All you need is a modern version of Windows 10 running Windows 10 Pro or Enterprise. Windows 10 Home does not have this feature. Sandbox functionality became stable in May 2019.

Step One: Make Sure Virtualization is Enabled

First, you need to make sure that virtualization is enabled in your system’s BIOS. This is usually the default, but there is an easy way to check. Launch Task Manager by pressing Ctrl+Shift+Esc, then head to the “Performance” tab. Make sure the ‘CPU’ category is selected on the left and right, just make sure it says ‘Virtualization: Enabled’.

If virtualization is not enabled, you will need to enable it in your PC’s BIOS settings before proceeding.

Step 2: Enable nested virtualization if you are running the host system in a virtual machine (optional)

If you are already testing the Insider build of Windows in a virtual machine and want to test Sandbox in that virtual machine, you will need to take the additional step of enabling nested virtualization.

To do this, launch PowerShell in the version of Windows running inside the VM, then run the following command:

Set-VMProcessor -VMName -ExposeVirtualizationExtensions $true

This allows your guest version of Windows in the VM to expose virtualization extensions so Sandbox can use them.

Step Three: Enable Windows Sandbox Feature

After making sure virtualization is enabled, enabling Windows Sandbox functionality is a snap.

To do this, go to Control Panel > Programs > Turn Windows features on or off. (By the way, we have a full article on using these Windows features if you want to learn more.)

In the Windows Features window, check the “Windows Sandbox” box.

Click “OK”, then let Windows restart.

Step Three: Turn It On

After Windows restarts, you can find Windows Sandbox in the Start menu. Type “Windows Sandbox” in the search bar or search the menu then double-click the icon. When it asks, allow it to have administrative privileges.

You should then see a close replica of your current operating system.

There are a few differences. This is a clean Windows install, so you’ll see the default wallpaper and nothing but the default apps that come with Windows.

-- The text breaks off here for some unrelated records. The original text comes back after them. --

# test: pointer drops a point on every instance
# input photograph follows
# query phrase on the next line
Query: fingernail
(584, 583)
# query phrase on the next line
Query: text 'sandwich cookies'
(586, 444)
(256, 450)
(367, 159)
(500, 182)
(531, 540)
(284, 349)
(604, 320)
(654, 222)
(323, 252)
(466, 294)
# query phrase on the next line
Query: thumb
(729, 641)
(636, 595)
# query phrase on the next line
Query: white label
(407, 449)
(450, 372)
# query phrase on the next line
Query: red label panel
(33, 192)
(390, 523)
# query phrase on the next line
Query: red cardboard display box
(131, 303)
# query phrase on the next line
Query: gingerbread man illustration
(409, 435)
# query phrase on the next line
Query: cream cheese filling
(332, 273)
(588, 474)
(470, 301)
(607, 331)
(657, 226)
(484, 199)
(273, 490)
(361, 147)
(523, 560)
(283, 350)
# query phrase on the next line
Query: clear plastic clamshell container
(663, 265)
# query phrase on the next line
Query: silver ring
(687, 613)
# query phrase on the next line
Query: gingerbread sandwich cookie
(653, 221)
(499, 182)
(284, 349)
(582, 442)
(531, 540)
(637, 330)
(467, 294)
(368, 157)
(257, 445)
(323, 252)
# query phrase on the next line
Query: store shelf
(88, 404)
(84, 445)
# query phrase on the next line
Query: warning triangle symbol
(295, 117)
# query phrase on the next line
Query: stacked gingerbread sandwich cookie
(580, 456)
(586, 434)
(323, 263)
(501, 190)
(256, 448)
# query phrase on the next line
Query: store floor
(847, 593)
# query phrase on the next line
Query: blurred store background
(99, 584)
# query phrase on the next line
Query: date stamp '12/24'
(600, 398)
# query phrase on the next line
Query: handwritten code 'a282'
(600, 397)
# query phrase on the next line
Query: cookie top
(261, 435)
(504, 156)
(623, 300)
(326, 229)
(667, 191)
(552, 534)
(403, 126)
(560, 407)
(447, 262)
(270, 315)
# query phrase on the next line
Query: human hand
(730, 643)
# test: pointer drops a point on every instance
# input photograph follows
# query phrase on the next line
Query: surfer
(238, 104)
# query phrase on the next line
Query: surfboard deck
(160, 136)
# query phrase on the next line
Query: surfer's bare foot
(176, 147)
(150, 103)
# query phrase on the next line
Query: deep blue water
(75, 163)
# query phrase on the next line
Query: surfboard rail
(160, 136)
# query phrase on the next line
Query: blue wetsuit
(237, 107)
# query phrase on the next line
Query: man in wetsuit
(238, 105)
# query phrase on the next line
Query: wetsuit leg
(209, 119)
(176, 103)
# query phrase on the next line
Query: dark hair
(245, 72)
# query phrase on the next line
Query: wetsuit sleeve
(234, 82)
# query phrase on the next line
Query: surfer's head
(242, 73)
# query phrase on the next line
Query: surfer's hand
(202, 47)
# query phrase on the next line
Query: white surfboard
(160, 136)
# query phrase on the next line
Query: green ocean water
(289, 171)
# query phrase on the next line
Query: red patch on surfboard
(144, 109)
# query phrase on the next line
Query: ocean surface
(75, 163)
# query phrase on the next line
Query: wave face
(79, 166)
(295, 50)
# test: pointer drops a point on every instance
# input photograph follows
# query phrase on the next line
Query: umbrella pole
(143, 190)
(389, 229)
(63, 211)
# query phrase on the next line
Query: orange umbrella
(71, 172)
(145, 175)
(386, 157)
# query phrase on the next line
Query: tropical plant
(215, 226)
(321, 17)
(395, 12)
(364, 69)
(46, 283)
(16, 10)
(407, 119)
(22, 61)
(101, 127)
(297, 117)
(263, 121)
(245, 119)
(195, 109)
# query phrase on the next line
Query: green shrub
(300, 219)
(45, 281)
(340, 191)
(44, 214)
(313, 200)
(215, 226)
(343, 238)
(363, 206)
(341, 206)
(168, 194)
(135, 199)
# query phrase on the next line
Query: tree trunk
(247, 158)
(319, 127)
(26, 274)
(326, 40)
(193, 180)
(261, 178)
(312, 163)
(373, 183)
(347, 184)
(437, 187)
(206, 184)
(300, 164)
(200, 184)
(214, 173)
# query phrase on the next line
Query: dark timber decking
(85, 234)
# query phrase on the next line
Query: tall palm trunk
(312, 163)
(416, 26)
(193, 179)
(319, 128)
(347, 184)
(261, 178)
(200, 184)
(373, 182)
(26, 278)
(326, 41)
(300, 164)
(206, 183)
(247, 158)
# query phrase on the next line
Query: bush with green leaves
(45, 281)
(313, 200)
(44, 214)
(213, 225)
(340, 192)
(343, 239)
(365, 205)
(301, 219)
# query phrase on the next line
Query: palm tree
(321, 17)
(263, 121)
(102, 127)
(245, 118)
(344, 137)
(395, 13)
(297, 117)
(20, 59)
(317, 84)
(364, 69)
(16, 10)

The virtual operating system is dynamically generated from your main Windows operating system, so it will always run the same version of Windows 10 that you are using, and it will always be fully up to date. This last fact is particularly interesting, since a traditional virtual machine requires taking the time to update the operating system on its own.

How to use it?

If you’ve used a virtual machine before, using the sandbox will be like old hat. You can copy and paste files directly into the sandbox like any other virtual machine. However, drag and drop does not work. Once the file is in the sandbox, you can proceed normally. If you have an executable file, you can install it in the sandbox where it is well isolated from your main system.

One thing to note: if you delete a file in the sandbox, it doesn’t go to the trash. Instead, it is permanently deleted. You will receive a warning when you delete items.

Once you’re done testing, you can close the sandbox like any other application. This will completely destroy the snapshot, including any changes you made to the operating system and any files you copied to it. Microsoft was kind enough to provide a warning first.

The next time you launch Sandbox, you’ll find it at a clean slate and you can start the test again.

Impressively, Sandbox works well on minimal hardware. We ran the tests for this article on a Surface Pro 3, an aging device without a dedicated graphics card. Initially, the sandbox ran noticeably slow, but after a few minutes it worked surprisingly well given the constraints.

This better speed also persisted when closing and reopening the app. Traditionally, running a virtual machine required more power. Due to the more restricted use cases with Sandbox (you’re not installing multiple operating systems, running multiple instances, or even taking multiple snapshots), the bar is set a bit lower. But it’s this very specific target that makes the sandbox work so well.